Diğer bir mesele de “demokrasi=çoğunluk” formülünün etrafında gelişmektedir ve siyasî hayatımızı daimî surette işgal etmiştir. Demokrasi sadece aritmetik bir çoğunluk hesabı değildir. Yapılan hareketlere, vatandaşları baş hesabıyla nazara alarak meşruiyet vermek ve bunu demokrasinin tek şartı olarak göstermek yalnız şeklî bir özellikle yetinmektir ki, demokrasi ile bağdaşamaz. Çünkü demokrasi bir ideolojidir. Her şeyden önce muayyen prensiplerin gerçekleştirilmesidir. Demokrasi ütopya değildir, bir yaşama, bir medeniyet şeklidir. Çoğunluğun iradesi bu prensiplerin müesseseleştirilmesi ve tatbiki hakkında tezahür ederse demokrasi vardır. Bu nokta da derhal “demokrasiyi feda eden, Cumhuriyet mevhumu ile telifi kabil olmayan” tek parti rejiminden bahsedilmektedir. Millî iradenin bu rejim içindeki fonksiyonu soruşturulmaktadır.
Evvelâ tek parti rejiminin memleketimiz bakımından haiz olduğu mahzurlar üzerinde duralım: Blok halindeki Meclis çoğunlukları karşısında fren vazifesini görebilecek tesirli muhalefet müesseseleri olamamıştır; Anayasa mekanizması dondurulmuş teamüller teessüs edememiştir; siyasî hayat gayet zayıf kalmıştır. Tek parti memleketin sosyal hayatının nâzımı, diktatörü olmuştur.

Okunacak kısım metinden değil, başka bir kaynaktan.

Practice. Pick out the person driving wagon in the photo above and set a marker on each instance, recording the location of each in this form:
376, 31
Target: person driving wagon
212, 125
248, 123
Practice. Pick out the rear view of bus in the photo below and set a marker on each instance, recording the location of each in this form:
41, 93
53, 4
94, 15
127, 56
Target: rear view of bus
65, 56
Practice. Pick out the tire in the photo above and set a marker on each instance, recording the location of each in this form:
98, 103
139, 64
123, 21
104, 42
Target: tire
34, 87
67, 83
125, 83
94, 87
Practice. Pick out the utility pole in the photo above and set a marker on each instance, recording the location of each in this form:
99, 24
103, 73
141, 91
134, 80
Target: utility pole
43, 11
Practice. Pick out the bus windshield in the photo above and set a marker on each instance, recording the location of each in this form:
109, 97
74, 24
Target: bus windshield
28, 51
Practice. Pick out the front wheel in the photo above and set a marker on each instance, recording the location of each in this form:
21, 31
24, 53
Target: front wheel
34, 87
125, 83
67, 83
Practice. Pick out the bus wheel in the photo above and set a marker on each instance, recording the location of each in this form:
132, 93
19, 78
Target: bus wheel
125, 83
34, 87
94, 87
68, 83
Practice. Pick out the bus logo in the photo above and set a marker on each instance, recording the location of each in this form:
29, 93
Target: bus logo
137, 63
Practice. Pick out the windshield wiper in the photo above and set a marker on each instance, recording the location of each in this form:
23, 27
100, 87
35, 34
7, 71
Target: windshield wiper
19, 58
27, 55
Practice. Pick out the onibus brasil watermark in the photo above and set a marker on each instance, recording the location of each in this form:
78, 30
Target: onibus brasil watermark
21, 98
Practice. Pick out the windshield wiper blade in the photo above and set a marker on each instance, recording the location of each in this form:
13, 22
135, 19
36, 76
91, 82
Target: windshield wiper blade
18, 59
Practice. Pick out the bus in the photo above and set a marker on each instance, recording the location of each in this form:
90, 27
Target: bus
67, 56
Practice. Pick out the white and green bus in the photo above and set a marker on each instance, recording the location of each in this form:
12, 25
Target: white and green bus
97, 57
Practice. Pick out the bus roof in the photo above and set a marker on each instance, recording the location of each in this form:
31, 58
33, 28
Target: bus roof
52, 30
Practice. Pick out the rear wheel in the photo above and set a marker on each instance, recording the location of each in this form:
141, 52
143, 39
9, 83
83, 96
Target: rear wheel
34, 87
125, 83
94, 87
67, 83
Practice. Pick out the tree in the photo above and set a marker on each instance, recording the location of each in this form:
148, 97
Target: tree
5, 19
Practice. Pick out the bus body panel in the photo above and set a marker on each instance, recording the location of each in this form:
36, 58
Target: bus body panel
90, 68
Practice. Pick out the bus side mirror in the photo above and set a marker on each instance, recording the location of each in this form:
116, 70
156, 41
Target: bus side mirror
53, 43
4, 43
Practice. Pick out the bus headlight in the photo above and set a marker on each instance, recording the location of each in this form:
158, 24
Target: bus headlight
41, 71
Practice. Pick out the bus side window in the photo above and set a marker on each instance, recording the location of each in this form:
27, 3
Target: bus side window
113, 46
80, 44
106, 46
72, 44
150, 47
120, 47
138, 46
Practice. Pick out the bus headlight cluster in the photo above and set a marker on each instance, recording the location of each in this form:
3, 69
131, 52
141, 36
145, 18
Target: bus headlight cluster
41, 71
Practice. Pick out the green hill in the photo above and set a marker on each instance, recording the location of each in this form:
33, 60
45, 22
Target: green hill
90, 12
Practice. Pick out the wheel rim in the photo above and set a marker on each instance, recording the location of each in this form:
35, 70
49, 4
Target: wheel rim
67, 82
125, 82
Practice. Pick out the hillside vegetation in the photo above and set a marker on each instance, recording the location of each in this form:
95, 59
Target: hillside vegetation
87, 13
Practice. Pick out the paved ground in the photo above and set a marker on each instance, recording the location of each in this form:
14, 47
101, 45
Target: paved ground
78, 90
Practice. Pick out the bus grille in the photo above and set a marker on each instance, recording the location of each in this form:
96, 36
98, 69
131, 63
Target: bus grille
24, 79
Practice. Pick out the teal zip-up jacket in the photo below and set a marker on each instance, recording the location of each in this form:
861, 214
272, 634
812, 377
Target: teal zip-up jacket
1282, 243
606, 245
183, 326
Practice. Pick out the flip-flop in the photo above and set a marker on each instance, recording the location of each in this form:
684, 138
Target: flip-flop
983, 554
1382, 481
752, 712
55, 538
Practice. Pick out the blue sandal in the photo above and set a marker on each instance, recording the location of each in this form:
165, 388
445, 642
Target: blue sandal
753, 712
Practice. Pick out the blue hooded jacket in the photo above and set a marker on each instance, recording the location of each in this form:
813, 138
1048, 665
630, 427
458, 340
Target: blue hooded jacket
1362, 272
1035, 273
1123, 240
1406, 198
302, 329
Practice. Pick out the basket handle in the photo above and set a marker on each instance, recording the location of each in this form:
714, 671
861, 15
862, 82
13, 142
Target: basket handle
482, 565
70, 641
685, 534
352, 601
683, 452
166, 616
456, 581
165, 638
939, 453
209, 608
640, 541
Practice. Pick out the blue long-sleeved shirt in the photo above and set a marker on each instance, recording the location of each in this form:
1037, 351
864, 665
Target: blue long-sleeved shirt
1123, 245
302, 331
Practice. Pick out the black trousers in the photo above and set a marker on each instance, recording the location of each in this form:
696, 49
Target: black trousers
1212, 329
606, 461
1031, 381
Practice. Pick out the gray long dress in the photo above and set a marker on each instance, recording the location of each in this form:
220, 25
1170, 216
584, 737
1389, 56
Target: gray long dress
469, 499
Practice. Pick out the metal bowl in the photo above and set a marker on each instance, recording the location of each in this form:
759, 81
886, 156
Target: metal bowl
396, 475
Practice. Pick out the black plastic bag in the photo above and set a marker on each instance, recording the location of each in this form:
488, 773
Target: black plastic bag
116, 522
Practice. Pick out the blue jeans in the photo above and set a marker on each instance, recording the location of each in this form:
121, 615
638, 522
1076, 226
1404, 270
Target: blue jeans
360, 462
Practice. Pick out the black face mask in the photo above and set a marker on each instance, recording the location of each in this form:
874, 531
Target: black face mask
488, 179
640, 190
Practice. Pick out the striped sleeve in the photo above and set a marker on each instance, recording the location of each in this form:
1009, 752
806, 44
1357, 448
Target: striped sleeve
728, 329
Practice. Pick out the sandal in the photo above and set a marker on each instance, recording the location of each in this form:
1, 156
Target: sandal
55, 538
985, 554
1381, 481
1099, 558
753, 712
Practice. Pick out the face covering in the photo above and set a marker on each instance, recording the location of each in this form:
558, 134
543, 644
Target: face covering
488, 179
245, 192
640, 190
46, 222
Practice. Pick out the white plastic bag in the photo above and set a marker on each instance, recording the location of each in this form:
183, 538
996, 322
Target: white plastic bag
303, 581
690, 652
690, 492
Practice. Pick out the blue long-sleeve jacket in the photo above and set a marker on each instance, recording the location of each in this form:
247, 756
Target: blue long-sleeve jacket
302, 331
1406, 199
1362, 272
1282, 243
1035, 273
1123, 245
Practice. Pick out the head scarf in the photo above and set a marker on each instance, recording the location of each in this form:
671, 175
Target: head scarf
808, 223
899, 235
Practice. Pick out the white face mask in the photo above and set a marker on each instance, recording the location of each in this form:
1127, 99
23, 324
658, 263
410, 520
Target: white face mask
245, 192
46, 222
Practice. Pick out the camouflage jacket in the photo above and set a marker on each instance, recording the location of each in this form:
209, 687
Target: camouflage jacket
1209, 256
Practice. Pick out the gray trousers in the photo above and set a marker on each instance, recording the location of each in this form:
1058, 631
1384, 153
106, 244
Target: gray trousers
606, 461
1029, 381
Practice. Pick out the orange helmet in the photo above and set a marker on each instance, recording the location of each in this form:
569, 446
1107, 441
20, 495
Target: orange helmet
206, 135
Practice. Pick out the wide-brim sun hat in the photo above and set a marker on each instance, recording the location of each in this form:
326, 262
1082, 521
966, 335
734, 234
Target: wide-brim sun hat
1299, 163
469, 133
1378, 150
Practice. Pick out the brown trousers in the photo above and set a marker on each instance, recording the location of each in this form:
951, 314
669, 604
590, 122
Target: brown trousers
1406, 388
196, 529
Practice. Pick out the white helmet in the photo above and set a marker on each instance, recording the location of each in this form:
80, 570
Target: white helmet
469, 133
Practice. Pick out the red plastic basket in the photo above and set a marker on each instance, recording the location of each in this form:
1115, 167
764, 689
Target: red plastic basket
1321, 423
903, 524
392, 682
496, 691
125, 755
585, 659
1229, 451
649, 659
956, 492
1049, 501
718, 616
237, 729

Meclis hükûmeti sistemini kendisine elverişli bulan tek parti çoğunluğu Meclis İç Tüzüğü’nü istediği şekilde ayarlayarak Meclisin de hâkimi kalmıştır.
Fakat tek parti rejiminin şu özelliklerini de unutmamak gerekir: Fiilî bir karaktere sahip olmuştur; faşizm veya nasyonal sosyalizmde olduğu gibi hukuk nizamları vücuda getirmemiştir. Geçici karaktere sahip olmuştur, iktidar partisinin seçimleri kaybetmesiyle yeni demokratik müesseseler kurulmamıştır. Bugün hâlâ bu müesseselerle yetinilmektedir. Kendisini ve ideolojisini “Weltanshaung” olarak ilân etmemiştir. Lâyik bir karaktere sahip olmuştur; hurafelerden kuvvet alan çevrelerle mücadele etmiştir. Batı’da görülen diktatörlüklerde ve “örtülü demokrasilerde”ki gibi totaliter olmamıştır. Tanzimat telifçiliğini ortadan kaldıran kesin kararlar almıştır. Zarurî bir devrim hareketinin mahsulü olmuştur.[25]
Türkiye’deki tek parti rejiminin özellikleri incelendiği zaman görülecektir ki, yukarıda kaydettiğimiz mahzurlar çok partili rejimlerde de olabilirler. Bir fikrimizi tekrarlayarak söyleyelim, meclislere ezici bir çoğunluğun hâkim olduğu ve çoğunlukların hâkimiyetini karşılayacak kuvvetli umumî efkâr müesseselerinden yoksun her devlet şeklinde ve hükûmet sisteminde muayyen bir partinin çoğunluğu o memleketin siyasî ve sosyal hayatına hâkim olmak imkânlarını elde edebilmektedir. Bugünkü meselelerin çoğu aynı mahiyetteki olaylardan doğmaktadır.[26] Şu halde şikayetçi olduğumuz bu mahzurların tek sebebi tek parti rejimi değildir. Başka sebepler de vardır. Tek parti rejiminin liderleri, demokrasiyle beraber demokrasinin zemini olan medenî bir iklimin hazırlanmasını program edinmişlerdi. Kitleyi bu seviyeye çıkarmış olanlar bu yetkilerini inkılâbın tansiyonundan ve kurtarıcılık vasıflarından almışlardır. Millî seviyeyi muayyen bir medeniyet merhalesine çıkartmak isteyenlerin demokrasiyle bağdaşmayan tedbirleri[27] tarihimizde görülen istisnaî, bir defaya mahsus fonksiyonlarını tamamlamış hareketler olarak vasıflandırılmıştır. 1950’den itibaren ise, bu sefer demokrasi nizamını hedef edinmiş bir devrenin başlamış olmasını kabul etmek, Batılılaşma meselesinin tamamen bu açıdan görmek gerekir.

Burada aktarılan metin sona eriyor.